Difficulties arise from the fact that the understanding of the legal implications of software-related sales lack common ground, compared to, for instance, sales of physical books. This is most pronounced for software embedded in a medium. The anatomy and nature of computer software forces a reconsideration, or at least a more nuanced analysis, of the components of a software transaction, and specifically, the nature of interest in question. A corollary of this is that therefore, a diverse range of transactions – all involving different and separate interests – are possible.

The efficacy of a taxation regime requires, of necessity, clarity as to what subject matter is subject to the tax treatment, be it a sale, licence, gift, and so on. Payments made with respect to acquisition of intellectual property will usually attract tax obligations, with such payments having generally been considered to be “royalties” for that purpose, in Kenyan jurisprudence.

The diversity of transactions possible with respect to a single copyrighted work, anticipate the possibility of varied subject matter. Specifically for tax purposes, this possibility, by definition, diminishes any immediate certainty of the subject matter involved. The crisis, accordingly, is that such certainty is a prerequisite for the employment of tax rules to a transaction. Therefore, if it is possible for various kinds of market transactions, all with different tax implications, to inhere with respect to a single work of software, then a more nuanced view has to be considered.
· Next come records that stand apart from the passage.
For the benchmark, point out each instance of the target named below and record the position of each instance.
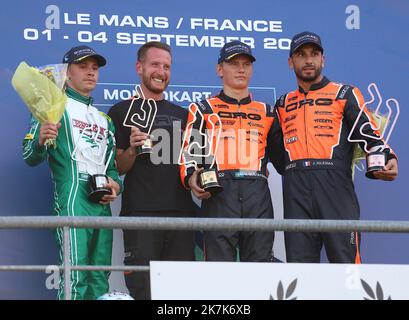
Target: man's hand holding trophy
(201, 143)
(378, 166)
(140, 119)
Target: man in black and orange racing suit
(240, 160)
(316, 120)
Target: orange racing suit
(317, 161)
(241, 162)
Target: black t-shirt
(153, 184)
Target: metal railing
(144, 223)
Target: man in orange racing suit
(240, 160)
(316, 120)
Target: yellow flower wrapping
(45, 100)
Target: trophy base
(209, 182)
(97, 195)
(375, 161)
(96, 184)
(144, 151)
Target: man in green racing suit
(85, 143)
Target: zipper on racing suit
(305, 123)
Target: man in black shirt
(152, 186)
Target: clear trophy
(142, 117)
(208, 177)
(375, 156)
(90, 153)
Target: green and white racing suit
(85, 143)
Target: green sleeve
(33, 153)
(112, 170)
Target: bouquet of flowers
(42, 90)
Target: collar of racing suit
(231, 100)
(71, 93)
(316, 86)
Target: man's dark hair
(152, 44)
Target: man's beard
(146, 80)
(310, 78)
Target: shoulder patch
(29, 136)
(281, 100)
(342, 94)
(105, 116)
Kenyan jurisprudence has appeared to accept a broad characterisation of software-related transactions as attracting royalty payments. Recognising the obvious conceptual error in this view, other jurisdictions such as India have drawn a clearer line between “copyright” itself and “copyright-embodying” articles, which include compact discs, hard discs, and so on. These two categories, for instance, generate fundamentally opposing tax obligations once they become the subject matter of a market transaction. Several legal tools can be employed to introduce further clarity to this view and the challenges it portends.

The relevant conceptual tools, discernible from the wide array of legal authorities in India, America, and, to some extent, European jurisprudence, are personal property theory,[1] the first sale doctrine,[2] and shrinkwrap licenses.[3] The former two concepts have been shown to support the copyright and copyright article dichotomy, while the latter concept seems to stand at odds with such a dichotomy. On this front, the contest between the contrasting views is very close.

It is also critical to explore the owner-licensee conundrum in software licenses, and question, whether common law doctrines can be used to mount a substantive case for whichever preference (designation as owner or licensee), is adopted by local courts. Ultimately, therefore, this becomes a matter to be shaped by a country’s specific tax and IP policy objectives. If the goal is to increase the tax incidence obtaining for dealers in software, then the view most consistent with this approach is that against the characterisation of licensees as owners, and that which simultaneously recognises shrink wrap licenses as valid and enforceable.

Consequently, what is clear is that the present common law tools available, especially the law of sales, though applicable, exhibits a tenuous relationship with the challenging nature of software as IP. The key lesson here is that a more responsive regime has to be forged in Kenya, that transcends old sales models and incorporates the novelty engendered by computer software law. This will include responding to the limits of the first sale doctrine as well as adopting a stable position on shrink wrap licenses.


[1] Personal property law recognises movables (choses in possession) and intangibles (choses in action) as a category of property separate from real property.
[2] This doctrine is generally to the effect that the rightful owner of a copy of copyrighted material is entitled, without the authority of the copyright owner, to sell or otherwise dispose of the possession of that copy, usually by sale.
[3] These are software licences that purport to bind the purchaser of computer software merely by the purchaser’s act of opening the package.